Man-lit is a memoirs / creative non-fiction based my life during my separation and divorce. In fact all my previous posts in this blog take part in the story of redefining the man I am. The act of writing the memoirs bring to light my transitions and transgressions. At the moment most of the book contains memories of significant events of my life during that time. I’m still needed to figure out the thread which tie these events together – or the ones I need to delete.

Here is a segment from Man-lit:

There existed no doubts in my mind about having the vasectomy done, until I walked into the examination room. The nurse explained that the procedure was an office visit and would be done in the examination room.

“Great, I think.”

The nurse left, saying the doctor would be with me in a few minutes.

Lovely.

I slumped back into the chair and let out a sigh that sounded more like a tire going flat.
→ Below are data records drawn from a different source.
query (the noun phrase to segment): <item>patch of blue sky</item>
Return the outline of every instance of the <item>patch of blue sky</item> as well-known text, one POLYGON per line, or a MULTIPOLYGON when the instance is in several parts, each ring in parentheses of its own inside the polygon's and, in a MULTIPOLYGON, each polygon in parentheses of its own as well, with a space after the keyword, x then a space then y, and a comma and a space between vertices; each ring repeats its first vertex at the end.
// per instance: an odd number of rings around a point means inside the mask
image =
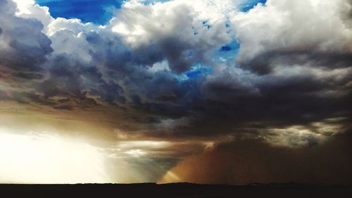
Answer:
MULTIPOLYGON (((47 6, 54 18, 79 18, 84 23, 105 25, 116 9, 128 0, 35 0, 40 6, 47 6)), ((168 0, 144 0, 143 4, 166 2, 168 0)))
POLYGON ((183 73, 182 75, 188 79, 195 80, 207 76, 211 74, 213 70, 210 67, 199 63, 194 66, 191 70, 183 73))
POLYGON ((79 18, 84 23, 105 25, 121 7, 123 0, 35 0, 47 6, 54 18, 79 18))
POLYGON ((227 62, 233 61, 239 51, 240 44, 234 40, 221 47, 218 51, 215 52, 212 56, 213 62, 227 62))
POLYGON ((265 4, 267 0, 248 0, 244 1, 244 2, 239 6, 239 10, 242 12, 248 12, 249 10, 253 8, 254 6, 258 5, 258 4, 265 4))
POLYGON ((149 5, 149 4, 153 4, 158 3, 158 2, 164 3, 164 2, 168 2, 168 1, 170 1, 170 0, 144 0, 142 1, 142 3, 144 5, 149 5))

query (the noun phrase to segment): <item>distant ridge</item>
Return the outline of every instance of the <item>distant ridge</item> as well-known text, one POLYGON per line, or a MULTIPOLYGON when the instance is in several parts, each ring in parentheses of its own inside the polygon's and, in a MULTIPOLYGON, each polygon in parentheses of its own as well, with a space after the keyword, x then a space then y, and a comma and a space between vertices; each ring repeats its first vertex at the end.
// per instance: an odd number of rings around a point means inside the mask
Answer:
POLYGON ((352 187, 299 183, 0 185, 1 197, 352 197, 352 187))

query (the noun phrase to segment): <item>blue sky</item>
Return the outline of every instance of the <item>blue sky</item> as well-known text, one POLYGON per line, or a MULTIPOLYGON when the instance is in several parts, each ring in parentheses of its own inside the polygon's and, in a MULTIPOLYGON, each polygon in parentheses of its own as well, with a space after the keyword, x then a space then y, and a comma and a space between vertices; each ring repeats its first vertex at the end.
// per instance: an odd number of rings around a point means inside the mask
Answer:
MULTIPOLYGON (((113 17, 115 9, 121 7, 124 0, 36 0, 41 6, 49 7, 50 13, 54 18, 80 18, 83 22, 106 24, 113 17)), ((167 0, 146 0, 144 4, 167 0)), ((258 3, 265 4, 266 0, 250 0, 244 3, 242 11, 248 11, 258 3)))

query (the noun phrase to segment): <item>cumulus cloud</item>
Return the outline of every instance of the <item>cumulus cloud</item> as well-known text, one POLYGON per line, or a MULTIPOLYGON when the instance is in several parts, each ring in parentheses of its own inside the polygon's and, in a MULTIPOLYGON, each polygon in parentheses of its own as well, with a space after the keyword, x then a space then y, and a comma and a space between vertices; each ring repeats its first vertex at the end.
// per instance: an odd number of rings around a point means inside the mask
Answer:
POLYGON ((347 132, 351 1, 246 2, 130 1, 96 25, 0 0, 1 99, 96 111, 161 138, 300 147, 347 132))

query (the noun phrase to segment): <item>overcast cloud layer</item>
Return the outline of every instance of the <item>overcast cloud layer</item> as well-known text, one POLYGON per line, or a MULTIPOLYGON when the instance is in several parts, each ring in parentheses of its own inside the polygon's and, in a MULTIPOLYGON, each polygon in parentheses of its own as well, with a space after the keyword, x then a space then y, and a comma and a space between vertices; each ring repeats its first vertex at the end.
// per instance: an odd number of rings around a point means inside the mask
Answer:
MULTIPOLYGON (((3 101, 94 112, 96 122, 145 138, 212 141, 215 150, 198 160, 206 164, 224 152, 219 157, 230 159, 222 160, 221 170, 245 169, 245 163, 271 166, 248 157, 237 163, 229 154, 240 149, 237 144, 294 162, 301 151, 294 149, 309 151, 299 160, 314 155, 323 163, 346 151, 334 145, 351 140, 350 0, 129 1, 104 25, 54 18, 47 7, 15 1, 0 0, 3 101), (247 11, 249 4, 256 6, 247 11), (329 141, 334 143, 325 144, 329 141), (322 147, 312 151, 315 147, 322 147), (321 154, 326 150, 329 155, 321 154)), ((334 158, 337 167, 352 165, 347 154, 334 158)), ((262 171, 251 179, 196 182, 332 177, 268 178, 262 171)), ((337 178, 331 181, 351 182, 337 178)))

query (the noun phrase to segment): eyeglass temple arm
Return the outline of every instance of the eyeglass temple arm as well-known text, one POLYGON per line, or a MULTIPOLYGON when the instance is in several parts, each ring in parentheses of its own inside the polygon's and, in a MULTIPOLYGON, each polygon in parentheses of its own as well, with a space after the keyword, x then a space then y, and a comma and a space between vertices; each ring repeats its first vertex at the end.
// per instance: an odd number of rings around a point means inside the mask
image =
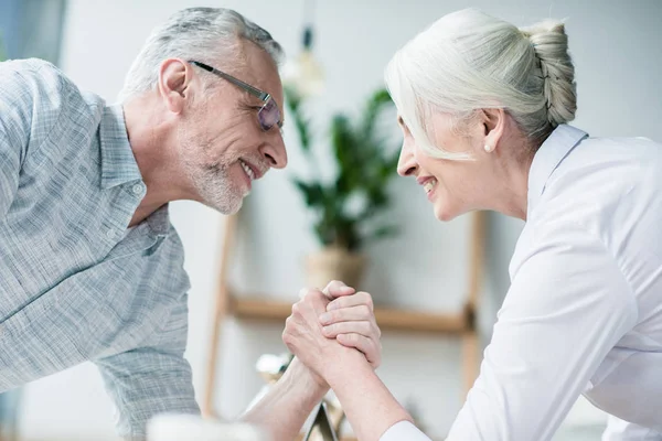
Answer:
POLYGON ((244 90, 248 92, 250 95, 256 96, 257 98, 259 98, 263 101, 267 101, 271 95, 267 94, 266 92, 263 92, 258 88, 253 87, 252 85, 242 82, 238 78, 235 78, 234 76, 226 74, 225 72, 221 72, 217 68, 214 68, 212 66, 209 66, 204 63, 200 63, 193 60, 189 60, 189 63, 196 65, 197 67, 202 67, 203 69, 211 72, 213 74, 218 75, 221 78, 225 78, 228 82, 231 82, 232 84, 234 84, 235 86, 238 86, 241 88, 243 88, 244 90))

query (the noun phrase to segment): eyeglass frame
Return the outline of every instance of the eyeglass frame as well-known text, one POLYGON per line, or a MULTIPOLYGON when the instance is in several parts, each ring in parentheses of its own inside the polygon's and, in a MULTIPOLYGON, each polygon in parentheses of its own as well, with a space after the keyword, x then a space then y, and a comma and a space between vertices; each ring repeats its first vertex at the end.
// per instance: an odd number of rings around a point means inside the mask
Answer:
MULTIPOLYGON (((279 129, 282 129, 282 115, 281 115, 281 112, 280 112, 280 109, 278 109, 278 105, 276 104, 276 99, 274 99, 274 97, 271 96, 271 94, 269 94, 269 93, 267 93, 267 92, 264 92, 264 90, 260 90, 260 89, 258 89, 257 87, 254 87, 254 86, 249 85, 248 83, 245 83, 245 82, 241 80, 241 79, 239 79, 239 78, 237 78, 237 77, 234 77, 234 76, 232 76, 232 75, 229 75, 229 74, 226 74, 226 73, 225 73, 225 72, 223 72, 223 71, 218 71, 217 68, 215 68, 215 67, 212 67, 212 66, 210 66, 209 64, 204 64, 204 63, 202 63, 202 62, 197 62, 197 61, 195 61, 195 60, 189 60, 189 63, 190 63, 190 64, 193 64, 193 65, 195 65, 195 66, 197 66, 197 67, 201 67, 201 68, 203 68, 203 69, 205 69, 205 71, 207 71, 207 72, 211 72, 212 74, 215 74, 215 75, 220 76, 220 77, 221 77, 221 78, 223 78, 223 79, 226 79, 226 80, 228 80, 229 83, 234 84, 235 86, 237 86, 237 87, 239 87, 241 89, 243 89, 243 90, 245 90, 245 92, 249 93, 250 95, 253 95, 254 97, 256 97, 257 99, 259 99, 260 101, 263 101, 263 103, 264 103, 264 105, 263 105, 263 107, 261 107, 261 108, 260 108, 260 109, 257 111, 257 112, 258 112, 258 115, 259 115, 259 112, 260 112, 260 111, 263 111, 263 109, 264 109, 264 108, 267 106, 267 104, 269 103, 269 100, 274 100, 274 104, 276 105, 276 109, 278 110, 278 114, 279 114, 278 121, 276 121, 276 123, 275 123, 275 125, 273 125, 271 127, 269 127, 268 129, 265 129, 265 128, 261 126, 261 122, 260 122, 260 128, 261 128, 263 130, 265 130, 265 131, 267 131, 267 130, 270 130, 270 129, 271 129, 274 126, 278 126, 278 128, 279 128, 279 129)), ((259 116, 258 116, 258 119, 259 119, 259 116)))

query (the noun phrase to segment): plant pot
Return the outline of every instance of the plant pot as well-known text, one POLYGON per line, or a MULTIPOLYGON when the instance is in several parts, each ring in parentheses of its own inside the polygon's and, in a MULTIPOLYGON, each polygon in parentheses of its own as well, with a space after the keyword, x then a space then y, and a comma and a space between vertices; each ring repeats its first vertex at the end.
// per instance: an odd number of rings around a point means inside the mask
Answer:
POLYGON ((306 284, 323 289, 331 280, 340 280, 360 290, 366 260, 365 255, 343 248, 323 248, 306 258, 306 284))

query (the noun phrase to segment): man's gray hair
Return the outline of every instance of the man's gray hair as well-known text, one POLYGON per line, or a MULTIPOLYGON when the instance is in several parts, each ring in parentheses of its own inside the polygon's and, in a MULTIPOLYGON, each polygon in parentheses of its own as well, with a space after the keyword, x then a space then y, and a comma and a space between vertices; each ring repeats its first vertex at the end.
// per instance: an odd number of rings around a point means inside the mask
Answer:
POLYGON ((119 101, 153 89, 161 62, 169 57, 222 63, 238 63, 242 40, 265 50, 279 65, 284 51, 267 31, 238 12, 223 8, 188 8, 171 15, 156 28, 134 61, 119 93, 119 101))

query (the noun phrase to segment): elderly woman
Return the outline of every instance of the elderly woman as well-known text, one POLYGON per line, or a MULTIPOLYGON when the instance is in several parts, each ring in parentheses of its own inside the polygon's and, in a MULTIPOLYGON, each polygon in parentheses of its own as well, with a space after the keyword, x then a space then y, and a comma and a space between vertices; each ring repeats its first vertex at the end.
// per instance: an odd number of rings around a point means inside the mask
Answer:
MULTIPOLYGON (((605 439, 662 440, 662 146, 567 125, 574 67, 555 21, 517 29, 451 13, 395 54, 386 83, 405 135, 398 172, 437 218, 493 209, 526 220, 448 439, 548 440, 584 394, 613 416, 605 439)), ((327 305, 310 290, 284 341, 332 387, 360 440, 427 440, 346 346, 352 334, 334 340, 366 316, 349 301, 327 305)))

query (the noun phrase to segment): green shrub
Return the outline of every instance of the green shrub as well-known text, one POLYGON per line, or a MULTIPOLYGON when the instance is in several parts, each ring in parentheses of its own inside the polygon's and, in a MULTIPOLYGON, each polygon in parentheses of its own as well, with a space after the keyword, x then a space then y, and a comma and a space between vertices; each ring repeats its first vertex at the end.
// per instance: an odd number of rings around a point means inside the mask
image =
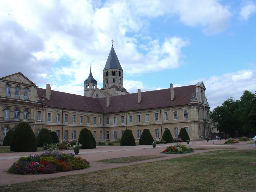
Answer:
POLYGON ((36 138, 29 124, 21 122, 16 127, 10 141, 10 150, 12 151, 36 151, 36 138))
POLYGON ((58 138, 56 132, 55 131, 51 131, 50 134, 52 139, 52 142, 54 143, 59 143, 59 138, 58 138))
POLYGON ((12 130, 10 130, 7 132, 3 142, 3 146, 9 146, 10 145, 11 137, 13 132, 13 131, 12 130))
POLYGON ((46 144, 52 143, 52 139, 49 132, 46 128, 43 128, 40 130, 36 137, 38 147, 43 147, 46 144))
POLYGON ((140 136, 139 141, 139 145, 151 145, 154 139, 150 133, 149 129, 145 129, 143 130, 140 136))
POLYGON ((79 134, 78 143, 82 144, 82 149, 93 148, 91 134, 91 131, 86 128, 83 128, 81 130, 79 134))
POLYGON ((164 132, 163 136, 162 137, 162 140, 163 140, 169 143, 173 143, 174 142, 173 138, 172 137, 171 134, 170 130, 167 129, 164 132))
POLYGON ((136 145, 135 139, 130 129, 125 130, 121 138, 121 146, 134 146, 136 145))
POLYGON ((182 140, 184 141, 186 141, 187 140, 190 140, 189 139, 189 136, 188 134, 187 131, 185 128, 181 128, 181 130, 179 131, 179 135, 178 135, 178 137, 180 137, 182 140))
POLYGON ((91 132, 91 131, 89 130, 89 131, 90 131, 90 134, 91 135, 91 138, 92 139, 92 145, 93 145, 93 148, 96 148, 96 141, 95 140, 95 139, 94 139, 94 137, 93 136, 93 135, 92 135, 92 132, 91 132))

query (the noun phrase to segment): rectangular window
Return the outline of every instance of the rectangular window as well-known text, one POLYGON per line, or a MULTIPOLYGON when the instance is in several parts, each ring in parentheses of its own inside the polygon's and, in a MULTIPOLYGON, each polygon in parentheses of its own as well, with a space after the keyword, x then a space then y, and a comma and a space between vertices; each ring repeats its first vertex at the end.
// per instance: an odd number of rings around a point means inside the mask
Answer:
POLYGON ((67 130, 66 130, 64 132, 64 140, 67 140, 68 139, 68 132, 67 130))
POLYGON ((130 123, 133 122, 133 116, 131 115, 129 115, 129 123, 130 123))
POLYGON ((178 119, 178 112, 177 111, 173 112, 173 119, 177 120, 178 119))
POLYGON ((155 114, 155 121, 158 121, 158 114, 157 113, 155 114))
POLYGON ((67 123, 67 114, 65 114, 65 115, 64 115, 64 121, 65 122, 65 123, 67 123))
POLYGON ((189 127, 185 127, 184 128, 185 129, 186 129, 186 131, 187 131, 187 132, 188 133, 188 134, 189 134, 189 127))
POLYGON ((167 112, 164 113, 164 120, 165 121, 168 120, 168 114, 167 112))
POLYGON ((140 115, 137 115, 137 123, 140 122, 140 115))
POLYGON ((37 120, 38 121, 41 121, 41 111, 38 111, 37 112, 37 120))
POLYGON ((96 140, 96 131, 95 131, 93 132, 93 137, 94 137, 94 139, 96 140))
POLYGON ((90 125, 90 117, 88 116, 87 116, 87 124, 90 125))
POLYGON ((100 131, 100 140, 102 140, 102 132, 100 131))
POLYGON ((148 122, 149 121, 149 114, 146 114, 146 122, 148 122))
POLYGON ((159 138, 159 129, 155 129, 155 131, 156 132, 156 138, 159 138))
POLYGON ((50 122, 51 121, 51 114, 50 113, 47 113, 47 121, 50 122))
POLYGON ((75 115, 74 115, 72 116, 72 122, 73 123, 75 123, 75 115))
POLYGON ((58 139, 60 140, 60 130, 57 130, 56 131, 56 133, 57 134, 57 136, 58 137, 58 139))
POLYGON ((100 125, 102 125, 102 117, 100 117, 100 125))
POLYGON ((121 116, 121 124, 125 123, 125 117, 123 116, 121 116))
POLYGON ((56 122, 60 122, 60 114, 57 113, 56 114, 56 122))
POLYGON ((140 129, 138 129, 137 130, 137 132, 138 133, 137 135, 138 139, 139 139, 140 138, 140 129))
POLYGON ((174 137, 177 138, 179 135, 179 132, 178 130, 178 128, 175 127, 174 128, 174 137))
POLYGON ((186 110, 183 111, 184 114, 184 118, 187 119, 188 118, 188 111, 186 110))
POLYGON ((96 125, 96 117, 93 117, 93 125, 96 125))

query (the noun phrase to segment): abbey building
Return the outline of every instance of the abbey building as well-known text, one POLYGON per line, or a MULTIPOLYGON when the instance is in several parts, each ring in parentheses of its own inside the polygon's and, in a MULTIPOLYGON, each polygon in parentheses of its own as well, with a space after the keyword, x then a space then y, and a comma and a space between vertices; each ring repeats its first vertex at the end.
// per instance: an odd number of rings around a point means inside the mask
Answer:
POLYGON ((157 140, 166 129, 173 137, 183 128, 191 140, 210 137, 210 107, 202 82, 129 94, 123 86, 123 70, 112 46, 103 72, 100 89, 90 69, 84 96, 52 90, 49 84, 39 88, 20 72, 0 78, 0 139, 24 121, 36 135, 47 128, 62 140, 78 139, 85 127, 97 141, 121 137, 126 129, 137 140, 145 129, 157 140))

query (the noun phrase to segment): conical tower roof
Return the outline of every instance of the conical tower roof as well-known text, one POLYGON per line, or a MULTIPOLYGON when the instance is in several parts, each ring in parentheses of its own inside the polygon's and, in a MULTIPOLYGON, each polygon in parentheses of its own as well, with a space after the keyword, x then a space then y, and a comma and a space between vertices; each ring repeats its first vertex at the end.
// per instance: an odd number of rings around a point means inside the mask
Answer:
POLYGON ((123 70, 112 45, 103 70, 109 69, 117 69, 123 70))
POLYGON ((90 74, 89 74, 88 78, 84 82, 84 84, 90 83, 98 84, 97 81, 93 78, 93 77, 92 77, 92 70, 91 67, 90 67, 90 74))

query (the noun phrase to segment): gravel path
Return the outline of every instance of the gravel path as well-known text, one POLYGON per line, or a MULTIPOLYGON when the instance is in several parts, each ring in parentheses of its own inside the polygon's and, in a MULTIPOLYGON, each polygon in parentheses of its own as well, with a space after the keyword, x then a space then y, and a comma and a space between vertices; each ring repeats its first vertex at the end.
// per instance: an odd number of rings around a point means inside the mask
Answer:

I crossed my left leg over my right and then switched back.  I stood and paced the small examining room avoiding the cushioned table with the white paper. My stomach knotted like a pretzel — the table was meant for me. God would I kill for a pretzel right then.

On one of the sterile walls, I examined a large poster of a man’s ego splayed out like a dissected frog on a biology table. The image was familiar but not in the detail presented — nor the size. Various parts were carefully labeled with words my brain would not comprehend. Near the door, I browsed the rack of magazines: Golf, Men’s Health, Popular Mechanics. I didn’t have examine too closely to know they were over a year old.

For the tenth time, I fell back into the chair, my face buried into my hands, and took a deep breath to settle my pounding heart.

“What the hell am I doing,” I muttered.

My lists of reasons ran the length of my arm. The top of the list were all selfish. But I was once more my own man and only need to answer for my actions. God would have it out with me when the time came, but for now I would make my own choices.

The door opened and the young Dr. Frey walk in. “Well Mr. Blubaugh, are you ready for your vasectomy?”

At that point, I knew the doctor would have to work for his money, because my testicles took that moment to hide behind my liver.